The vulnerable code path reads network configuration data — specifically the device's stored IP address — and copies it into a fixed-size reply buffer without bounds checking:
v3 = strlen(g_network_config->ip_addr);
memcpy(&reply_buf[36], g_network_config->ip_addr, v3);The function reads up to 1460 bytes into a local buffer from the network, but the destination buffer at offset 36 within the reply is not sized to accommodate that maximum. If the stored IP address field is overlong (e.g., through a prior misconfiguration or a companion injection vulnerability), the memcpy overflows the stack, enabling control-flow hijacking.
| Property | Value |
|---|---|
| CVE | CVE-2026-12485 |
| CVSS v3.1 | 10.0 CRITICAL |
| Vector | AV:N/AC:L/PR:N/UI:N/S:C/C:H/I:H/A:H |
| CWE | CWE-121 (Stack-based Buffer Overflow) |
| Affected Version | GV-I/O Box 4E v2.09 |
| Fixed Version | GV-I/O Box 4E v2.12 |
| Protocol | UDP port 10001 |
Affected Products
- Vendor: GeoVision Inc.
- Product: GV-I/O Box 4E
- Platform: Linux (embedded)
- Vulnerable firmware: V2.09
- Patched firmware: V2.12
Impact
Successful exploitation allows an unauthenticated, network-adjacent or remote attacker to:
- Execute arbitrary code with the privileges of the DVRSearch process
- Achieve full device compromise — modify relay states, disable inputs/outputs, or pivot to internal networks
- Trigger a denial of service by crashing the service
Given the Scope change (S:C) in the CVSS vector, a compromise could impact connected systems beyond the device itself.
Remediation
- Update firmware to version V2.12 or later from the GeoVision security advisory page.
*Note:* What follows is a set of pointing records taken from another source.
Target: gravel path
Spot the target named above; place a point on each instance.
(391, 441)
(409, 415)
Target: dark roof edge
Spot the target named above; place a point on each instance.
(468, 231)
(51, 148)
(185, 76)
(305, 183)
- Restrict network access to UDP port 10001 — apply firewall rules or ACLs so only trusted management hosts can reach the DVRSearch service.
- Segment IoT devices onto dedicated VLANs with no direct internet exposure.
- Inventory GV-I/O Box 4E devices in your environment and prioritize patching for any directly internet-accessible units.